The Ulster Unionists' strength - relative to that of the DUP - after the general election, and in the local elections which follow, could yet decide how full a part Mr Trimble's party will play in the talks. The more ground Paisley gains, the bleaker the outlook may prove to be. Drumcree looms in July, and while yesterday's peaceful march in the Lower Ormeau was a tentative sign of hope, it could turn once again into a show of the sort of Orange strength that could yet be deployed if a Labour government were ever tempted to bypass them: the party's folk memory is still haunted by the 1974 Ulster Workers' strike that was faced by Merlyn Rees three months after coming into office.
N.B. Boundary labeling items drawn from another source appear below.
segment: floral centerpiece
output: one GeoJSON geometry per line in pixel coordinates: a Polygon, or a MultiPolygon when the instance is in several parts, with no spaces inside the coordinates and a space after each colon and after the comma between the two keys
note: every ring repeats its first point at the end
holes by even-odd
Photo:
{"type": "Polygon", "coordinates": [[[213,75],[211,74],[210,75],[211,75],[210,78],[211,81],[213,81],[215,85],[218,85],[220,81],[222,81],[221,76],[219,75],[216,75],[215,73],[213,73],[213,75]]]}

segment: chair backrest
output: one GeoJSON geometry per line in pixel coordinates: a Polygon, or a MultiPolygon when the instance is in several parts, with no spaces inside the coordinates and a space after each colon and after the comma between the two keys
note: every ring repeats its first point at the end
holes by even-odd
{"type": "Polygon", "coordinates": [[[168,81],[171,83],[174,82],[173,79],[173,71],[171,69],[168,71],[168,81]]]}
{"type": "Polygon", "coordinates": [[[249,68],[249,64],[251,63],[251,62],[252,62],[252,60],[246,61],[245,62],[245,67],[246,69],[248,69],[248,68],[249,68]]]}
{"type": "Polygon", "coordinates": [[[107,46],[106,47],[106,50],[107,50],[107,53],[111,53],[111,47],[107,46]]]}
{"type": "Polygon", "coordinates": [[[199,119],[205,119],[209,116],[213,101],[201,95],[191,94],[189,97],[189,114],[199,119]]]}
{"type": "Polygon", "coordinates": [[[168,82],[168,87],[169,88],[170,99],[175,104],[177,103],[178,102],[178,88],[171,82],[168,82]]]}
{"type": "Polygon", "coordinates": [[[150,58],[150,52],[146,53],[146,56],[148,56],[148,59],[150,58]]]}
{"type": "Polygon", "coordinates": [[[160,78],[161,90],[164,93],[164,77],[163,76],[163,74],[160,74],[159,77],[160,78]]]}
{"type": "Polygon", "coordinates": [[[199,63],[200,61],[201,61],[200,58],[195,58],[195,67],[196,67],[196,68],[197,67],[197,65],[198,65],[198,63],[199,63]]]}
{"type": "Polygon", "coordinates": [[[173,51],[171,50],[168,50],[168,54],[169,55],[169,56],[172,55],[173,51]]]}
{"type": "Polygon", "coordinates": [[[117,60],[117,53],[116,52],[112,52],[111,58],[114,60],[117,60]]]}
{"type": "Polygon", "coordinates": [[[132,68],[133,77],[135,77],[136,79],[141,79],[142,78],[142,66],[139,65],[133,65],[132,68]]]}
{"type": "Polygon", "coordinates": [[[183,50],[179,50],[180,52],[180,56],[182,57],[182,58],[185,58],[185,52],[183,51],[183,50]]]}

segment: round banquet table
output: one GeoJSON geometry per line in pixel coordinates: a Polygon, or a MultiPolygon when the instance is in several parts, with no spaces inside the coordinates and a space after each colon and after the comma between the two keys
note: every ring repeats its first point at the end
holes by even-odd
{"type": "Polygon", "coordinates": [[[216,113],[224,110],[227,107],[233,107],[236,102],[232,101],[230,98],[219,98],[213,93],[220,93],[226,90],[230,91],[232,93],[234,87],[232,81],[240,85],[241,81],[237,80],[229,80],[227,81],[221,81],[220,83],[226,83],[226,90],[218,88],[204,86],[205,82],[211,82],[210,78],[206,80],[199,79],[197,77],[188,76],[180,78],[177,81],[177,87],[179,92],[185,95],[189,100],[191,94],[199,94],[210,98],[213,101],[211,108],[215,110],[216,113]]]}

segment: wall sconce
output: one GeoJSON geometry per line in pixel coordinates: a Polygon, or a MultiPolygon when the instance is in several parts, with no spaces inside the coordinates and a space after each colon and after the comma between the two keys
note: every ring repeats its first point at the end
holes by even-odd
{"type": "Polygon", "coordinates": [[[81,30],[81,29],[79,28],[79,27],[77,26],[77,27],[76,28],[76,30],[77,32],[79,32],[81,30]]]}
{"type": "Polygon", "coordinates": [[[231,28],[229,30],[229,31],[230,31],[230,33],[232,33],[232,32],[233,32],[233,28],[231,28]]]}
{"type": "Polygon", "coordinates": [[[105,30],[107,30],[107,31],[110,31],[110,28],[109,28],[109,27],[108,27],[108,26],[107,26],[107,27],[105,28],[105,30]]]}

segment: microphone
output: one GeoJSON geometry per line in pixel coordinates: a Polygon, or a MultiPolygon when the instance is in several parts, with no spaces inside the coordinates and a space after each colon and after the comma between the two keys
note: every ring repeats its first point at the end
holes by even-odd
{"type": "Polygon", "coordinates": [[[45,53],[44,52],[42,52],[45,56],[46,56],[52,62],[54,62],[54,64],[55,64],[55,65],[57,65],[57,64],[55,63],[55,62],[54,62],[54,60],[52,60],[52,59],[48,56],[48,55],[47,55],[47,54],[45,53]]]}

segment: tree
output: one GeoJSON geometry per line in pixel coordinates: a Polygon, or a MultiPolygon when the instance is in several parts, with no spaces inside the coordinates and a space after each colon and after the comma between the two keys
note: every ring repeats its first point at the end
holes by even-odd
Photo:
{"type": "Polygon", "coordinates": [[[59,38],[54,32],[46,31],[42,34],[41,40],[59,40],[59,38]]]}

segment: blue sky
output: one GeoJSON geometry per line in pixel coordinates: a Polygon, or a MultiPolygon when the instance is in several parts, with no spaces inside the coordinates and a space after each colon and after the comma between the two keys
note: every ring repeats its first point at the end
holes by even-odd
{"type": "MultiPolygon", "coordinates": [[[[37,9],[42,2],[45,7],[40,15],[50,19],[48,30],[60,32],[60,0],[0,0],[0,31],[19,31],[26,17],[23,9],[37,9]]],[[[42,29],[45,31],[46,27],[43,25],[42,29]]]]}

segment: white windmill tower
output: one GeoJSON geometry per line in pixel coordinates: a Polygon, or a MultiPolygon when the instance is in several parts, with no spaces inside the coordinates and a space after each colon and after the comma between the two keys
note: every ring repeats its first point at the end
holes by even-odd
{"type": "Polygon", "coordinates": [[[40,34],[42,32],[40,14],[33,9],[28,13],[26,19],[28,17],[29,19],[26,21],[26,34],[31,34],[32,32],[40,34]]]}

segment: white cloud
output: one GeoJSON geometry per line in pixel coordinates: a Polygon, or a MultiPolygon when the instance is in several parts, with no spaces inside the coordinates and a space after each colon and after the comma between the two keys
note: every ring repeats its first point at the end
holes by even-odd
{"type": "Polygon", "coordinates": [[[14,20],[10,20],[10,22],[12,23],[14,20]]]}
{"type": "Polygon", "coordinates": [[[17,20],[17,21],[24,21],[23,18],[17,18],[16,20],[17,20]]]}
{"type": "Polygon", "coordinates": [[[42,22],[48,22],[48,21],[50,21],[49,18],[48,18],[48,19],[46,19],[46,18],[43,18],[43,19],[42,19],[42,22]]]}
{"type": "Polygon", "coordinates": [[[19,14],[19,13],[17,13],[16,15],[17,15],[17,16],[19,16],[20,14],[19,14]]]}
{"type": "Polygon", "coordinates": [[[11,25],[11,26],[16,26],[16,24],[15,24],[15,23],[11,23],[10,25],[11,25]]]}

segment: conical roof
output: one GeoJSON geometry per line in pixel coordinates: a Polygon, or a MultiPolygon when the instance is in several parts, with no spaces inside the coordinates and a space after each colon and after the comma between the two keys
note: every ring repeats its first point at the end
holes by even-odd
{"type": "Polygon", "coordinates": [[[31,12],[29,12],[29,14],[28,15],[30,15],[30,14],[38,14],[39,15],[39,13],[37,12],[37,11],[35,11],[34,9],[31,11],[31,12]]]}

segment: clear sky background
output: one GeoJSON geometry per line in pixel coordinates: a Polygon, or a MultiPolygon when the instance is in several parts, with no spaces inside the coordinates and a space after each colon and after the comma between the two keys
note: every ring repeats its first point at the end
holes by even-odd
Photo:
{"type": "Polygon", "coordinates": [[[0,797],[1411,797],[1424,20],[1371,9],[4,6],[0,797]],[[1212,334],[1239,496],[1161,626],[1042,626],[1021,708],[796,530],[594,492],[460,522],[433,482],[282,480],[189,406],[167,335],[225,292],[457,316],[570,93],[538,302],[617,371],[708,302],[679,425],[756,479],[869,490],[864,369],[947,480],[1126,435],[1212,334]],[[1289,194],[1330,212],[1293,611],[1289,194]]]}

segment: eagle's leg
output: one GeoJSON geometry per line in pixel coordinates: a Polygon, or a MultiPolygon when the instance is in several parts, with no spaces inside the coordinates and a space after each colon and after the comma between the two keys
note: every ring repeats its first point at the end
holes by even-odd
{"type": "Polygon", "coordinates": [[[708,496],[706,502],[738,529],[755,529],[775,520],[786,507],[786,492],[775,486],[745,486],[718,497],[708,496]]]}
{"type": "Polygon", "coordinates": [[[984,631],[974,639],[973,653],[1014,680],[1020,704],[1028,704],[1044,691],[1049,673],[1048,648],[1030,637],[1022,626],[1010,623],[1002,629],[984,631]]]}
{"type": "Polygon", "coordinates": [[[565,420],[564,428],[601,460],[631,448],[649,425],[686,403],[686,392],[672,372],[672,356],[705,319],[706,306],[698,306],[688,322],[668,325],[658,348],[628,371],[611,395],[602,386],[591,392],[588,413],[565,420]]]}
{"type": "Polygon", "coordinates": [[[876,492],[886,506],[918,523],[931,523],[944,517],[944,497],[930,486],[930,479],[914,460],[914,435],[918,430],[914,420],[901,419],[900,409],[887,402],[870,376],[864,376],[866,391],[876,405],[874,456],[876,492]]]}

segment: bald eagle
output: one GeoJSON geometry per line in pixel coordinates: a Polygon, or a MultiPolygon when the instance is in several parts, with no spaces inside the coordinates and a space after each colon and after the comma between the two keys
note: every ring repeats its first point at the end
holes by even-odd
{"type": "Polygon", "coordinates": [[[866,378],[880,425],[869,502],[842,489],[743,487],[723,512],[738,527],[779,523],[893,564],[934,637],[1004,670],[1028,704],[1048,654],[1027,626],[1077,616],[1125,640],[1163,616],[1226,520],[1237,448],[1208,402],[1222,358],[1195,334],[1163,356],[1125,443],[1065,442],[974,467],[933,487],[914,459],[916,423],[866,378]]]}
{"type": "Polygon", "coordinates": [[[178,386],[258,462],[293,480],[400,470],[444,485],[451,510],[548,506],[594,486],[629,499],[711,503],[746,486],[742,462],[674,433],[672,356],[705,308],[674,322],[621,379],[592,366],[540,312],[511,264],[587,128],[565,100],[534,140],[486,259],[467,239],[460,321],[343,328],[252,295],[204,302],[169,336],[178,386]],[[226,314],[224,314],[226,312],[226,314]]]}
Nor are the republicans' intentions utterly clear, for all Mr McGuinness's smooth words yesterday. Some ministers had expected the IRA to declare a ceasefire a few months before polling day to put a fragile government on the spot: the fact that they didn't may indicate that there is still a powerful faction in favour of shunning dialogue.

One possibility is that the IRA will wait to see, if Labour wins, what Dr Mowlam does about potential confidence-building issues dear to nationalist hearts - such as transfers of prisoners, responsibility for Bloody Sunday, and the detention of Roisin McAliskey - all of which she has said she will consider in office. And even if they call a ceasefire after that, it could be that, as the events of the past three years demonstrate, this would be only the beginning. The only certainty is this: not just Dr Mowlam but Tony Blair is committed to trying to revive the peace process. Blair speaks about it more in private than in public, but it is now clear that he sees Northern Ireland among his highest priorities. That much John Major has bequeathed to his successor.